Expectativa -- Antes disso, ainda na fase de pré-produção, o filme enfrentou problemas. Homens de Preto é inspirado numa obscura revista em quadrinhos homônima do grupo Marvel. Depois de comprar os direitos da história para o cinema, escolher diretor, roteirista e atores, os produtores do filme depararam com um problema. Tommy Lee Jones, que estava prestes a fechar negócio por 5 milhões de dólares, recebeu uma oferta de 8 milhões para estrelar The Rock, no papel que afinal seria de Sean Connery. Foi quando Steven Spielberg entrou na história. No papel de produtor executivo, deu o aval necessário para que os produtores conseguissem mais dinheiro para a empreitada, elevando o cachê de Lee Jones para 7 milhões de dólares. Apenas pelo empréstimo do nome, recebe 5% da bilheteria.
Homens de Preto estreou nos Estados Unidos na quarta-feira passada cercado de uma enorme expectativa.
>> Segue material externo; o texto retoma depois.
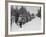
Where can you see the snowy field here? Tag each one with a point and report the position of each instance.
(35, 24)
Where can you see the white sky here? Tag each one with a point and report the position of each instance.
(31, 9)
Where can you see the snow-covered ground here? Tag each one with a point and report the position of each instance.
(35, 24)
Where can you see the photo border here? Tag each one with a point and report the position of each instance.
(6, 17)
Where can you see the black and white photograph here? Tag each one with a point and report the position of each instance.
(25, 18)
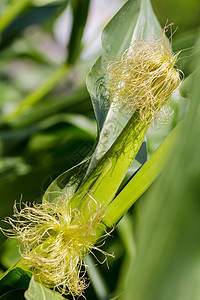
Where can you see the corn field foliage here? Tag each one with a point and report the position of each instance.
(99, 149)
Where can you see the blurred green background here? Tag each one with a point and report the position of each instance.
(47, 124)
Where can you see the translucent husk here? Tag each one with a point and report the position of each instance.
(57, 236)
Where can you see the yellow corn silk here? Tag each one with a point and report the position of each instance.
(144, 77)
(57, 236)
(55, 239)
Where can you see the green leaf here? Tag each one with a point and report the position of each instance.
(80, 13)
(124, 28)
(37, 291)
(15, 278)
(167, 264)
(141, 181)
(32, 15)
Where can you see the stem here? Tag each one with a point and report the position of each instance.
(103, 181)
(39, 93)
(141, 181)
(12, 12)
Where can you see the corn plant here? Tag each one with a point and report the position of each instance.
(130, 85)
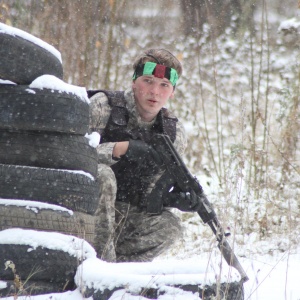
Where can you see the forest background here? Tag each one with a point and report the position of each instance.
(238, 97)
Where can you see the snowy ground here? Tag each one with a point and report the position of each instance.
(270, 277)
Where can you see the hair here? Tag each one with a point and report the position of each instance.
(160, 56)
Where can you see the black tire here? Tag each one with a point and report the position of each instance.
(72, 190)
(33, 287)
(48, 150)
(30, 217)
(40, 263)
(23, 61)
(24, 108)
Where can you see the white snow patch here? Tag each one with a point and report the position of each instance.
(52, 240)
(2, 81)
(98, 274)
(34, 205)
(54, 83)
(289, 25)
(94, 139)
(25, 35)
(3, 285)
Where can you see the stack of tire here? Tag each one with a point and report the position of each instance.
(44, 157)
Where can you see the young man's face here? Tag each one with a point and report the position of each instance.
(151, 94)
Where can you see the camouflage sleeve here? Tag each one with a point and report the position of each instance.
(99, 114)
(180, 141)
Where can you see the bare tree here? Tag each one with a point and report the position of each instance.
(218, 14)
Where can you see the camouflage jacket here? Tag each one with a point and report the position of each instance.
(100, 112)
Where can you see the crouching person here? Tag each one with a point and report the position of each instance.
(132, 225)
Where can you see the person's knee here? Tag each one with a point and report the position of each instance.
(106, 179)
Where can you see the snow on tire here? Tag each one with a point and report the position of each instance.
(34, 215)
(22, 60)
(48, 150)
(72, 190)
(41, 256)
(24, 108)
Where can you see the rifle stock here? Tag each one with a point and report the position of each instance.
(187, 182)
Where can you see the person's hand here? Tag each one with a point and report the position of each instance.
(187, 202)
(140, 151)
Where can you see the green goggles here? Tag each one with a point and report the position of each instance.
(160, 71)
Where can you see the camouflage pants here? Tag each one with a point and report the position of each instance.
(124, 232)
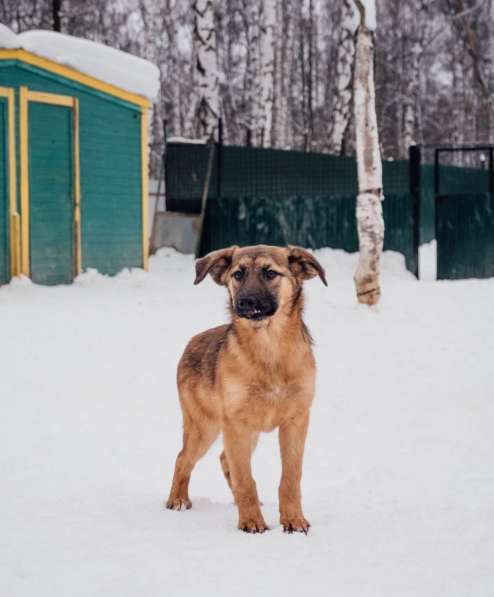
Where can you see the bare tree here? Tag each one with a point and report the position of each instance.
(370, 221)
(266, 82)
(342, 111)
(206, 81)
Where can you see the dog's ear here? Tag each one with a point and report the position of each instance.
(214, 263)
(304, 265)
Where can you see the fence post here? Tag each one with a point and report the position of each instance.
(219, 157)
(415, 190)
(491, 170)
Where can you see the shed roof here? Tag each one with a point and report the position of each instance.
(93, 64)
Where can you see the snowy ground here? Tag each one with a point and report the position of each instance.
(399, 473)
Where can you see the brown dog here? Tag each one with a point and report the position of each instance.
(252, 375)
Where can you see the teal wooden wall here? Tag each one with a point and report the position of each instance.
(4, 200)
(110, 166)
(51, 194)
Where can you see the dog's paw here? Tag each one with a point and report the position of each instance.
(253, 524)
(179, 504)
(295, 524)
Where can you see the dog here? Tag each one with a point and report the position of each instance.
(250, 376)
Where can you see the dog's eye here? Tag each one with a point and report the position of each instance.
(270, 274)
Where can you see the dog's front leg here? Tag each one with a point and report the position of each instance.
(238, 447)
(292, 440)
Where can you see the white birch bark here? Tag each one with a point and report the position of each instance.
(266, 87)
(370, 221)
(254, 103)
(284, 69)
(344, 71)
(206, 78)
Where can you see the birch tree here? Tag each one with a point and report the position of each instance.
(370, 223)
(266, 82)
(342, 111)
(206, 80)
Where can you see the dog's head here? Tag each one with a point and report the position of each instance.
(262, 280)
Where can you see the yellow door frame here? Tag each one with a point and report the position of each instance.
(26, 96)
(13, 217)
(145, 188)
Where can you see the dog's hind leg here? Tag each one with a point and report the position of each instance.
(198, 437)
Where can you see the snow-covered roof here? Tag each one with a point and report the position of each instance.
(112, 66)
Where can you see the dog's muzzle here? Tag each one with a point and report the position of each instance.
(255, 307)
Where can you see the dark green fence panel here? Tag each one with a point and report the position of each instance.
(258, 172)
(4, 202)
(313, 222)
(465, 236)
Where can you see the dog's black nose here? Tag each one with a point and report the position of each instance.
(246, 303)
(255, 307)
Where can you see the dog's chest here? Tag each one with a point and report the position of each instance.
(265, 403)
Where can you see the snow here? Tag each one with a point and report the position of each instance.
(398, 477)
(8, 39)
(102, 62)
(186, 140)
(370, 14)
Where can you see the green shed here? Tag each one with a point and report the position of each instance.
(73, 161)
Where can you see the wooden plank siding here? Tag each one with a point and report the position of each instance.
(110, 157)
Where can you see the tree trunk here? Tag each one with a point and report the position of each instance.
(268, 28)
(370, 221)
(206, 73)
(344, 68)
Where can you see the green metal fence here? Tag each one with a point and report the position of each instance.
(314, 221)
(278, 197)
(465, 235)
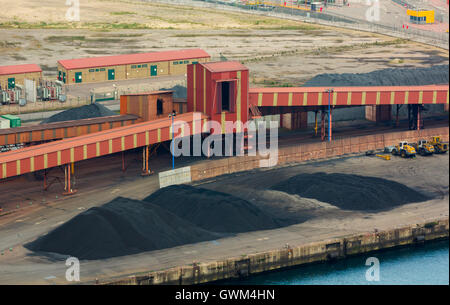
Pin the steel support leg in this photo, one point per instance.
(330, 126)
(67, 181)
(315, 123)
(322, 125)
(396, 117)
(145, 156)
(418, 117)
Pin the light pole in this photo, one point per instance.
(329, 91)
(172, 115)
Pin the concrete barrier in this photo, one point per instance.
(176, 176)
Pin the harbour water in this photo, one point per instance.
(415, 265)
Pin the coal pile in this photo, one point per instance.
(212, 210)
(83, 112)
(120, 227)
(351, 192)
(385, 77)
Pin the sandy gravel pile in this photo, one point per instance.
(385, 77)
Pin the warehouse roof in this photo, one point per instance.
(19, 69)
(128, 59)
(224, 66)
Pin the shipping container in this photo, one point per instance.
(14, 121)
(4, 123)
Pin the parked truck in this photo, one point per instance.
(423, 148)
(404, 149)
(439, 147)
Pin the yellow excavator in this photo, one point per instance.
(423, 147)
(439, 147)
(404, 150)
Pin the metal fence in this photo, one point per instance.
(429, 37)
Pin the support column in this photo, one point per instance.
(378, 113)
(145, 156)
(396, 116)
(315, 123)
(123, 161)
(67, 180)
(418, 117)
(330, 127)
(322, 125)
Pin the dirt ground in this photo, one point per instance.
(278, 52)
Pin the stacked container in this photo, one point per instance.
(14, 121)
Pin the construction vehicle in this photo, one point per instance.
(404, 150)
(423, 148)
(439, 147)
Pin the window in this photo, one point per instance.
(159, 106)
(225, 96)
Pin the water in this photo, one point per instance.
(416, 265)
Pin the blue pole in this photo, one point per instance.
(173, 147)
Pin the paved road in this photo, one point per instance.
(429, 175)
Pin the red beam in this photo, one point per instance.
(102, 143)
(349, 96)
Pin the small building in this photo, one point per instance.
(10, 76)
(148, 105)
(130, 66)
(420, 16)
(219, 90)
Para os analistas de Hollywood, o filme deverá ser o maior sucesso da temporada de filmes de verão no país. Pesquisas mostram que pelo menos um quarto dos freqüentadores habituais das salas de cinema americanas pretende assisti-lo nas próximas semanas. É um contingente maior do que aquele que anunciou presença em O Mundo Perdido, última aventura de Spielberg e continuação do filme mais bem-sucedido de todos os tempos. No Brasil, espera-se que Homens de Preto também alcance grandes bilheterias. Filmes de extraterrestres exercem um fascínio eterno nas platéias -- sete deles estão entre as dez maiores bilheterias de todos os tempos. A possibilidade de que o ser humano não esteja sozinho no universo é uma das fantasias favoritas do público de cinema de entretenimento. Muitos desses filmes, além de arrastar multidões ao cinema, tornam-se objeto de culto ao longo dos anos. Foi assim nos anos 50 com O Dia em que a Terra Parou. Nos anos 70 foi a vez de Contatos Imediatos do Terceiro Grau e, na década seguinte, de E.T. Pode-se apostar que Homens de Preto será o próximo integrante dessa galeria. Ao trocar o mistério pelo humor, o filme encontra uma forma inédita, e magistral, de abordar um tema batido.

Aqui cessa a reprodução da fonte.